I started out by replacing the Clojure numerics stack with the Java
numerics stack, in the process dropping support of e.g. decimal or
rational numbers, but on the other hand gaining support for types like
primitive int, float, boolean, etc.
Next was the question, how primitive values can participate in (erased
generics) collections like map, vector, set, etc. My minimal approach
consists of two operations, one to take a primitive/inline value to
its indirect representation, and one to take the indirect
representation back to its inline value. Something like f: int ->
indirect_int and its inverse g: indirect_int -> int, where
indirect_int does not include null. In practice indirect_int is
mapped to plain old "Integer-but-never-null", of course.

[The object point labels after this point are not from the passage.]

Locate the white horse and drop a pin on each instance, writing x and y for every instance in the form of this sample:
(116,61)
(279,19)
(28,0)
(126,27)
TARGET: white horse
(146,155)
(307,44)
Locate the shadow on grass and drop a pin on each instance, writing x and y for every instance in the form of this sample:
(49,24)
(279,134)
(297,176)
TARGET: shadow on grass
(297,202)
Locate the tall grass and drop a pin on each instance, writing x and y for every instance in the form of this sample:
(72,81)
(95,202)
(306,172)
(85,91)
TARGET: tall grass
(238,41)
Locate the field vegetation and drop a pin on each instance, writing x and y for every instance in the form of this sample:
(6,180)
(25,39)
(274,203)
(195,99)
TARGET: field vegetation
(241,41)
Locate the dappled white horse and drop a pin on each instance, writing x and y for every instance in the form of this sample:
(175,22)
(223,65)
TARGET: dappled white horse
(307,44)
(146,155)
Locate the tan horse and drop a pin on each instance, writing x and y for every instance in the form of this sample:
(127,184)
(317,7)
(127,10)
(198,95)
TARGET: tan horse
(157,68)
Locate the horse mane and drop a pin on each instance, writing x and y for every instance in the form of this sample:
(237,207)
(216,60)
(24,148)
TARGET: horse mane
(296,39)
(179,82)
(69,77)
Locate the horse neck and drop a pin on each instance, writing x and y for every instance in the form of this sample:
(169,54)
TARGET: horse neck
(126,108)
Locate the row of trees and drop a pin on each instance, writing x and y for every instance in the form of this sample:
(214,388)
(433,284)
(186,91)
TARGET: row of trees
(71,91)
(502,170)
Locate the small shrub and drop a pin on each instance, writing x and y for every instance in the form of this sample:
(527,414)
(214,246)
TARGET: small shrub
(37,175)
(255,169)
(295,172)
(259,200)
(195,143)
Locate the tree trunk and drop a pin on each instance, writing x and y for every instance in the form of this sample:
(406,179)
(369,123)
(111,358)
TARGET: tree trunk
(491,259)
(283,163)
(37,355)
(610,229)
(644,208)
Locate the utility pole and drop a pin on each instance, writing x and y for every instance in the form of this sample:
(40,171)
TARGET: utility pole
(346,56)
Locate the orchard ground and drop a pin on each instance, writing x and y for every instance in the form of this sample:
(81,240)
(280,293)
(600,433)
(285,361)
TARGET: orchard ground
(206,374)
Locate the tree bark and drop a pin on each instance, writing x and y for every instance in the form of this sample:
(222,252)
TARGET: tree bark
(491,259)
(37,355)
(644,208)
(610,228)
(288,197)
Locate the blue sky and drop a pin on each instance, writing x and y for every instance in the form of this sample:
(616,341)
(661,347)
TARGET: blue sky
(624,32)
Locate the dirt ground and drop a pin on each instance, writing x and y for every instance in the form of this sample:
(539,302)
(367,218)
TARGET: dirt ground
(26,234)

Using this as a template, it appears to me that there is a progression
from inline_V to indirect_V_without_null to indirect_V_with_null. The
indirect_V in the middle takes on some properties from either of its
siblings: from its reference-like kin the indirection part, from its
inline-sibling the value set. This halfway type would suffice to
participate in a lot of collection APIs.
Spinning the hypothecial "indirect int" example further:
`(indirect_int)null` would fail, in contrast to `(Integer)null`. A `x
= new indirect_int` would produce a null filled array where `x`
would fail unless there was a prior assignment to `x`. On the
other hand, such an array would gain the logical operation
`containsKey`, in analogy to HashMap.
I believe one can talk about the concept "indirection" in isolation,
without immediately taking the "null" part on board as well. Don't
know if it provides enough value to stand on its own, though.